アレックス
フランス 2002
監督、脚本 ギャスパー・ノエ

奇才とも呼ばれるギャスパー・ノエが本領を発揮してきたのはこの映画からでしょうね。

トラウマ映画だとかグロ映画だとか、トランスムービーだとか色んな評を目にしますが、似たようなことをやってる人を思いつかない、という意味では前衛的と言えるかもしれません。

前衛をどう受け止めるかで伝える言葉も変わってくるわけで。

特徴的なのはカメラワーク。

一見、POVなのかな?と思うんです。

いや待て、これ普通のPOVじゃないぞ?と気づくのは見始めて数分経過したのち。

手ブレ全開の落ち着きの無さは既出の作品と変わらないんですが、見てる限りでは延々ワンカットなんですよね、この映画。
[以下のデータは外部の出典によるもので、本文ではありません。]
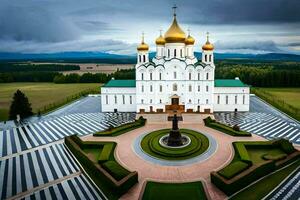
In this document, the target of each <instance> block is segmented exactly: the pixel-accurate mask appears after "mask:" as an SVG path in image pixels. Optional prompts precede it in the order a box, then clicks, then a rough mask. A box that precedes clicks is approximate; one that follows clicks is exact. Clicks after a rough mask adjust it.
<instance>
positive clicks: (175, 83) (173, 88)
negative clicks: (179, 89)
mask: <svg viewBox="0 0 300 200" xmlns="http://www.w3.org/2000/svg"><path fill="white" fill-rule="evenodd" d="M173 91H177V84H176V83H174V84H173Z"/></svg>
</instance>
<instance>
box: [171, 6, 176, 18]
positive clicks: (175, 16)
mask: <svg viewBox="0 0 300 200" xmlns="http://www.w3.org/2000/svg"><path fill="white" fill-rule="evenodd" d="M172 9H173V15H174V17H176V9H177V6H176V4H174V6H173V7H172Z"/></svg>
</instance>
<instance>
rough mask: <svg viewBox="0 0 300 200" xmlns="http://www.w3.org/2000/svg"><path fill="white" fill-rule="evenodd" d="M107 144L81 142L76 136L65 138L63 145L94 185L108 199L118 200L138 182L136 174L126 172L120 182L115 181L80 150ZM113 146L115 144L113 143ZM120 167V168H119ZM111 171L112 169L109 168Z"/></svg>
mask: <svg viewBox="0 0 300 200" xmlns="http://www.w3.org/2000/svg"><path fill="white" fill-rule="evenodd" d="M105 144H109V143H108V142H82V141H81V140H80V138H78V137H77V136H75V135H73V136H69V137H65V145H66V146H67V147H68V148H69V150H70V151H71V152H72V153H73V155H74V156H75V157H76V158H77V159H78V161H79V162H80V164H81V165H82V167H83V168H84V170H85V171H86V172H87V173H88V174H89V176H90V177H91V178H92V179H93V181H94V182H95V183H96V185H97V186H98V187H99V188H100V189H101V190H102V191H103V192H104V194H105V195H106V196H107V197H108V199H118V198H119V197H120V196H121V195H122V194H124V193H126V192H127V191H128V190H129V189H130V188H131V187H132V186H133V185H135V184H136V183H137V182H138V174H137V172H128V174H127V176H125V177H124V178H123V179H121V180H120V181H118V180H116V179H115V178H114V177H113V176H112V175H111V174H110V173H109V172H108V171H106V170H105V169H104V168H103V167H102V166H101V165H100V164H98V163H94V162H93V160H91V159H90V158H89V157H88V156H87V155H86V154H85V152H84V151H83V150H82V149H84V148H85V147H88V148H91V147H95V148H99V147H101V146H103V145H105ZM113 144H114V145H115V143H113ZM120 167H121V166H120ZM110 169H112V168H110Z"/></svg>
2015年に140分ワンカットで撮影した映画「ヴィクトリア」が発表されて話題になりましたが、じゃあ、それの先駆けだったのか?というと、それも実は微妙に違ったりしまして。

カメラがね、ありえない方向へと縦横無尽に動き回るんですよ。

360度回転するなんてザラ。

ビルの壁面を這うように駆け上がったかと思えば、スクリュー気味に室内へと飛び込んできたりとか普通にやらかしてて、えっ、ドローンで撮影してるの?と疑いたくなるほどでして。

もうね、わけがわかりません。

なんでここまで極端なストップ&ゴーを重力無視でやる必要が?と目が点。

遊園地の進化系アトラクションかよ!って。

酔うわ!

後から調べてみたところによると、CGを駆使して連続性を保ち、編集でワンカットであるように見せかけたらしいんですが、そこに執着するってのがどうにも普通の発想じゃない。

この作品、時間が逆行していくシナリオですんでね、過去に遡っていくシークエンスをスムーズにつなぎ合わせるために発案したんじゃないか?と私は想像するんですが、それにしたって異様極まりない。
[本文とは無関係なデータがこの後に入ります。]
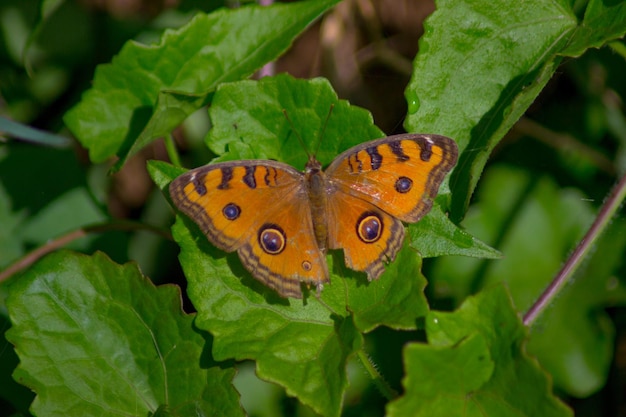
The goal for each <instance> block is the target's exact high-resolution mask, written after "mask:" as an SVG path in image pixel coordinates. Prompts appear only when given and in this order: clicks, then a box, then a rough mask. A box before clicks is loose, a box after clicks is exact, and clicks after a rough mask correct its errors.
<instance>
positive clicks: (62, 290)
mask: <svg viewBox="0 0 626 417" xmlns="http://www.w3.org/2000/svg"><path fill="white" fill-rule="evenodd" d="M7 307H8V309H9V313H10V317H11V321H12V323H13V327H12V328H11V329H10V330H9V331H8V332H7V339H8V340H9V341H10V342H11V343H13V344H14V345H15V350H16V352H17V354H18V356H19V358H20V365H19V367H18V368H17V369H16V371H15V373H14V377H15V378H16V379H17V380H18V381H20V382H21V383H23V384H25V385H27V386H28V387H30V388H31V389H32V390H33V391H35V393H36V394H37V397H36V399H35V401H34V403H33V405H32V408H31V409H32V411H33V412H34V413H35V414H37V415H64V416H81V417H83V416H101V415H103V413H104V414H107V415H116V414H119V415H128V416H145V415H149V414H151V413H156V412H157V410H159V409H161V410H163V409H164V408H166V409H168V410H169V412H170V415H180V416H185V415H198V414H204V415H243V411H242V410H241V408H240V406H239V402H238V394H237V393H236V391H235V390H234V388H233V387H232V385H231V380H232V378H233V376H234V371H233V370H232V369H222V368H221V367H220V366H219V365H218V364H216V363H215V362H214V361H213V360H212V359H211V358H210V356H208V355H206V354H203V349H204V346H205V344H206V343H207V340H206V339H205V336H203V335H202V334H200V333H199V332H198V331H197V330H195V329H194V328H193V326H192V321H193V316H192V315H187V314H185V313H184V312H183V311H182V310H181V305H180V293H179V291H178V289H177V288H176V287H174V286H163V287H159V288H157V287H155V286H154V285H153V284H152V283H151V282H150V281H149V280H148V279H146V278H145V277H143V276H142V275H141V273H140V272H139V271H138V269H137V267H136V266H135V265H131V264H128V265H123V266H120V265H117V264H115V263H113V262H111V260H110V259H108V258H107V257H106V256H105V255H103V254H101V253H96V254H95V255H94V256H93V257H90V256H85V255H78V254H74V253H72V252H69V251H61V252H57V253H54V254H51V255H49V256H47V257H46V258H44V259H42V260H41V261H40V262H38V263H37V264H36V265H34V266H33V267H32V268H31V269H30V270H28V272H26V273H25V274H24V275H23V276H21V277H20V279H19V280H18V281H17V282H16V283H15V284H14V285H13V286H12V288H11V294H10V296H9V298H8V299H7Z"/></svg>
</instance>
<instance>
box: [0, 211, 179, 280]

だってシンプルに疲れるんですよ、あまりに可変性が高すぎて。

これ、劇場で見てた人は大変だったと思う。

いきなり荒波に揉まれる小舟へと放り込まれたようなもんですよ。

まともな感覚なら公開する前に絶対に躊躇しますよ。

こんなの最後まで見るやつ居ねえぞ、みたいな。

でも発表しちゃうんですよね、ギャスパー・ノエは。

で、最大の疑問点がですね、そこまでして映像に工夫をこらし、時間を逆行させた物語そのものが、よくあるリベンジものでしかなかったこと。
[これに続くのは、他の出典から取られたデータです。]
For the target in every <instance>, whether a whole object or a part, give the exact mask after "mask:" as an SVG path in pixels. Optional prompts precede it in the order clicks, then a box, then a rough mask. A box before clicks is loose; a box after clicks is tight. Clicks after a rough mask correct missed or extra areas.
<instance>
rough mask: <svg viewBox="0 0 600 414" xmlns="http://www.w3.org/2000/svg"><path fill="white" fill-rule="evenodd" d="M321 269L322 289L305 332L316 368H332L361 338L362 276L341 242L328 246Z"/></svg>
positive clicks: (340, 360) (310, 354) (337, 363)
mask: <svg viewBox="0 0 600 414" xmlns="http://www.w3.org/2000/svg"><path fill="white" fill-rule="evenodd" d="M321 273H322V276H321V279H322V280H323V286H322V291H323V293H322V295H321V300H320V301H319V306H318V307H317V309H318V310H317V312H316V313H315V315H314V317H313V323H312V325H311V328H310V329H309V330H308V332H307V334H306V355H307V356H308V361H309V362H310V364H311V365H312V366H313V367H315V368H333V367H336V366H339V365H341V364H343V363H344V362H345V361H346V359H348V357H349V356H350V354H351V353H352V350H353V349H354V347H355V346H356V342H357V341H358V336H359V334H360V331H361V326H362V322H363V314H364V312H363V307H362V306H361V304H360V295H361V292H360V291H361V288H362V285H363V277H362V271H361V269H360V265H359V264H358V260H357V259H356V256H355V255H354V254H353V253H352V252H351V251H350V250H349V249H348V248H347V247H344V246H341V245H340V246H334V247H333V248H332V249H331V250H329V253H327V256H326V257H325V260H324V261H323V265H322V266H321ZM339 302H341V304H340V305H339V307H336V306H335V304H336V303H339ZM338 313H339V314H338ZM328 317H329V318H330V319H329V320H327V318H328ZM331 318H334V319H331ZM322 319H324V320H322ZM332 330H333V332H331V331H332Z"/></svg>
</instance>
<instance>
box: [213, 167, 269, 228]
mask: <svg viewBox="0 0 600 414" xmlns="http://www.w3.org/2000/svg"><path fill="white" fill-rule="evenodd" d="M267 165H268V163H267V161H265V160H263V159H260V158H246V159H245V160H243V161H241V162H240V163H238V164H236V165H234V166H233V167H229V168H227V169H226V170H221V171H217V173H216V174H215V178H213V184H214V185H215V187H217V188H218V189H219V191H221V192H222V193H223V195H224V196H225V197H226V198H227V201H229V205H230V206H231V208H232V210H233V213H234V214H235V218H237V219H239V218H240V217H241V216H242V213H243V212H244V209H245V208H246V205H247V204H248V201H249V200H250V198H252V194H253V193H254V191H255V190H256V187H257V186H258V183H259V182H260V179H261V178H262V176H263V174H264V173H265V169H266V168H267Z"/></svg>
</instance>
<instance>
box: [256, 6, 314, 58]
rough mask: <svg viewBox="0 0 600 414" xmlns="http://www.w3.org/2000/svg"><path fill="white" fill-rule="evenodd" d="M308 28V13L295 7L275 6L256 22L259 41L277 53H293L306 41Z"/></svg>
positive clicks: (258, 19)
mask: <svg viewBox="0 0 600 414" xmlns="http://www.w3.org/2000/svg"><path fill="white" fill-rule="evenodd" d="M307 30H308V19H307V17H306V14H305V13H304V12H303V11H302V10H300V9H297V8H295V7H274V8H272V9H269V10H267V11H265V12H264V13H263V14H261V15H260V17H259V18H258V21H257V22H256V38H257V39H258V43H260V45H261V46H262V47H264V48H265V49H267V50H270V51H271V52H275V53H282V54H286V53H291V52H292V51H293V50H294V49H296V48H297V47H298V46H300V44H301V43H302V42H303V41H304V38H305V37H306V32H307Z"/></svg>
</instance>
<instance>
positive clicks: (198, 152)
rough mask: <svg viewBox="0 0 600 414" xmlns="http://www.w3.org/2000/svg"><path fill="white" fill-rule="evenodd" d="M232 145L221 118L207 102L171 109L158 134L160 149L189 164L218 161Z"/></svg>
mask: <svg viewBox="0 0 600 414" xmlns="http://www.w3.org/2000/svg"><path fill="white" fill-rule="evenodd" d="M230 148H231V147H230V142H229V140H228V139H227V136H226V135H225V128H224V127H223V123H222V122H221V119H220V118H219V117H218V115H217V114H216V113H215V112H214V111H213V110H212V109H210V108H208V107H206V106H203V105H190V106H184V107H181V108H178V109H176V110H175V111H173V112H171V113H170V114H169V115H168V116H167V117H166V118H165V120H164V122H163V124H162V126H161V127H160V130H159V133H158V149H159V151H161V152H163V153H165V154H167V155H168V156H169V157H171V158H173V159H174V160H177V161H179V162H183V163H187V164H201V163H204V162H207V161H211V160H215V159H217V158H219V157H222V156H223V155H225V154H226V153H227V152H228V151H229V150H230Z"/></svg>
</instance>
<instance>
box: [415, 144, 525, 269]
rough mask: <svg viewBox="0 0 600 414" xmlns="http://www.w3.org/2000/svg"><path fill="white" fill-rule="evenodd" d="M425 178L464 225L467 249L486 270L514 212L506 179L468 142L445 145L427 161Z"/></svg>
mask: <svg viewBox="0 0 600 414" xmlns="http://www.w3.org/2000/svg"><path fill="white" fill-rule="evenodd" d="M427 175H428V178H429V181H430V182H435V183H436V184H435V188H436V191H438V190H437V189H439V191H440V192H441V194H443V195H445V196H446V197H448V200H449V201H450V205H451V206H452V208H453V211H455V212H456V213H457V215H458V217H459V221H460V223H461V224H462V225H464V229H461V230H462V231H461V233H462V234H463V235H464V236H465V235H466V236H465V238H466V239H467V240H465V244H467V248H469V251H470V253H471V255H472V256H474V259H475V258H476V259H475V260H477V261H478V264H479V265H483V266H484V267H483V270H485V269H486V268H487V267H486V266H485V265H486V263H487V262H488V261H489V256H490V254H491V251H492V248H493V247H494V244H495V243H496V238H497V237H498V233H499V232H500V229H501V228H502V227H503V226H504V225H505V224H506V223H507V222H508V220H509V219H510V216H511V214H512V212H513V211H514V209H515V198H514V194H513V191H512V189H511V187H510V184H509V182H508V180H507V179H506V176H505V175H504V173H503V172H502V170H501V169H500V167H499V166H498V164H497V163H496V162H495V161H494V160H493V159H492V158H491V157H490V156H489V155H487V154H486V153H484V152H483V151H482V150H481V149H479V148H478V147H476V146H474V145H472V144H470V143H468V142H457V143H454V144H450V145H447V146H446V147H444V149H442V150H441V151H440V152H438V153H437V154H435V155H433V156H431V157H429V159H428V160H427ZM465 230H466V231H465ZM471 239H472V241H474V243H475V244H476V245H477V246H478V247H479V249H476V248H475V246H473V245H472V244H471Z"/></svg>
こういう形でしか表現できない内容では決してないんですよね。

もう完全に監督の実験場と化してます。

ついてこれる人だけついてきて、の一大パノラマみたいなもの。

そりゃ評価も乱れるわ、と思いますね。

私が思うに、この映画のたちが悪いのは、独りよがりにすぎない、とぶった切れるだけの陳腐さ、幼稚さを安易に指摘できないことでしょうね。

滅茶苦茶こだわって作ってるのが伝わってきますしね。

見れる人だけで楽しむべき映画だと思います。

もー、そうとしか言えない。

あと、余談ですが、なぜかこの作品、男性器がボカシなしでバンバン映ります。

主演のヴァンサン・カッセルのイチモツまでモロに映る。

99分の上映時間で、少なくとも各種5回は洋物の魔羅がでろん、とモロ映しになる。

1ミリも楽しくない。

もう、ほんとに何にこだわってるんだか、この人は・・・。

しかし、こういうことが許される環境にある、ってのがギャスパー・ノエ最大の凄さかもしれませんね。